Courtney nodded. “My twin’s name was Courtney. But she didn’t have health problems. She was certifiably insane. In second grade, she started imitating me, pretending to be me.”

Emily scuttled backward until her spine hit the wall. The words weren’t exactly making sense.

“She hurt me a couple of times,” Courtney went on, her voice strained. “And then she tried to kill me.”

“How?” Emily whispered.

“It was the summer before third grade. I was in the pool in our old house in Connecticut. Courtney came out and started dunking me. At first, I thought it was a game, but she wouldn’t let me up. While she held me underwater, she said, ‘You don’t deserve to be you. I do.’”

“Oh my God.” Emily curled into a ball, gripping her knees to her chest tightly. Out the window, a flock of birds took off from the roof. Their wings flapped fast, as if they were fleeing something terrifying.

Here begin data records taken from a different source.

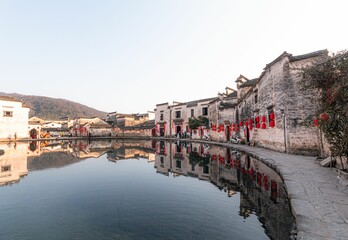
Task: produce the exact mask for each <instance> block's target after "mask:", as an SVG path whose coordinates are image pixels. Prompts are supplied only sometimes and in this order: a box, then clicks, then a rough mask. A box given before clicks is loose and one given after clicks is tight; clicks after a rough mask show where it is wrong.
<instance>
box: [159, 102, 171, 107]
mask: <svg viewBox="0 0 348 240" xmlns="http://www.w3.org/2000/svg"><path fill="white" fill-rule="evenodd" d="M162 105H168V103H167V102H166V103H159V104H156V106H162Z"/></svg>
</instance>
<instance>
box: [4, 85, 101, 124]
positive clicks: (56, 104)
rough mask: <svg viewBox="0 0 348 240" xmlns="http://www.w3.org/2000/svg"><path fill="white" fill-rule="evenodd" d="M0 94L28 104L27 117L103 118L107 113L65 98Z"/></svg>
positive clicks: (54, 119) (11, 94)
mask: <svg viewBox="0 0 348 240" xmlns="http://www.w3.org/2000/svg"><path fill="white" fill-rule="evenodd" d="M0 96H9V97H14V98H17V99H18V100H21V101H23V102H24V103H26V104H28V105H29V106H30V112H29V117H32V116H36V117H39V118H42V119H49V120H58V119H59V118H63V117H69V118H75V117H100V118H102V119H105V118H106V114H107V113H106V112H102V111H99V110H96V109H94V108H90V107H87V106H85V105H82V104H80V103H76V102H72V101H68V100H65V99H59V98H49V97H43V96H30V95H22V94H18V93H2V92H0Z"/></svg>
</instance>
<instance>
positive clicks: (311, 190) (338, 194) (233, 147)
mask: <svg viewBox="0 0 348 240" xmlns="http://www.w3.org/2000/svg"><path fill="white" fill-rule="evenodd" d="M108 138H110V137H100V138H93V139H108ZM129 138H130V137H127V139H129ZM74 139H86V138H83V137H72V138H69V137H64V138H52V139H37V140H38V141H40V140H41V141H42V140H45V141H49V140H74ZM134 139H154V140H175V141H177V140H181V141H182V140H183V141H194V142H202V143H207V144H215V145H220V146H225V147H229V148H234V149H236V150H239V151H244V152H246V153H248V154H250V155H252V156H253V157H255V158H257V159H259V160H260V161H262V162H263V163H265V164H267V165H268V166H270V167H271V168H273V169H274V170H275V171H277V172H278V173H279V175H280V176H281V177H282V178H283V180H284V184H285V186H286V189H287V192H288V197H289V198H290V202H291V208H292V212H293V215H294V217H295V219H296V226H297V239H299V240H324V239H325V240H328V239H332V240H333V239H335V240H336V239H338V240H341V239H342V240H346V239H348V182H347V181H345V180H343V179H340V178H338V175H337V172H336V169H334V168H333V169H331V168H324V167H322V166H321V165H320V162H319V161H317V160H316V157H310V156H302V155H291V154H285V153H280V152H275V151H271V150H267V149H264V148H259V147H250V146H247V145H239V144H238V145H237V144H232V143H219V142H211V141H201V140H190V139H173V138H158V137H157V138H150V137H144V138H139V137H137V138H134ZM7 141H8V140H7ZM17 141H19V140H17ZM23 141H32V140H23Z"/></svg>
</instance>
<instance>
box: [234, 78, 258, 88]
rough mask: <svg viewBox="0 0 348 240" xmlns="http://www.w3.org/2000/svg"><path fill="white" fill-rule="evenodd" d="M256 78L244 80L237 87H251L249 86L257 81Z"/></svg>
mask: <svg viewBox="0 0 348 240" xmlns="http://www.w3.org/2000/svg"><path fill="white" fill-rule="evenodd" d="M257 80H259V79H258V78H254V79H251V80H249V81H246V82H245V83H243V84H241V85H240V86H239V87H240V88H243V87H251V86H254V85H255V84H256V82H257Z"/></svg>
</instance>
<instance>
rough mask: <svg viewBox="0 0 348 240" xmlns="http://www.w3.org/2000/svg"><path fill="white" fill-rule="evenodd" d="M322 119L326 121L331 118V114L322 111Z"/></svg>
mask: <svg viewBox="0 0 348 240" xmlns="http://www.w3.org/2000/svg"><path fill="white" fill-rule="evenodd" d="M319 117H320V119H321V120H323V121H326V120H328V119H329V115H327V114H326V113H322V114H320V116H319Z"/></svg>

“My parents were horrified. They sent my sister away and moved the family to Rosewood,” the girl across from Emily whispered. “They told me never to talk about her, which is why I kept her secret. But then in sixth grade, Courtney switched from the Radley to the Preserve. She put up this huge fight about it—she didn’t want to start over at a new hospital—but once she was there, she finally began to improve. My parents decided to have her live at home for the summer after seventh grade on a trial basis. She came back a few days before the school year ended.”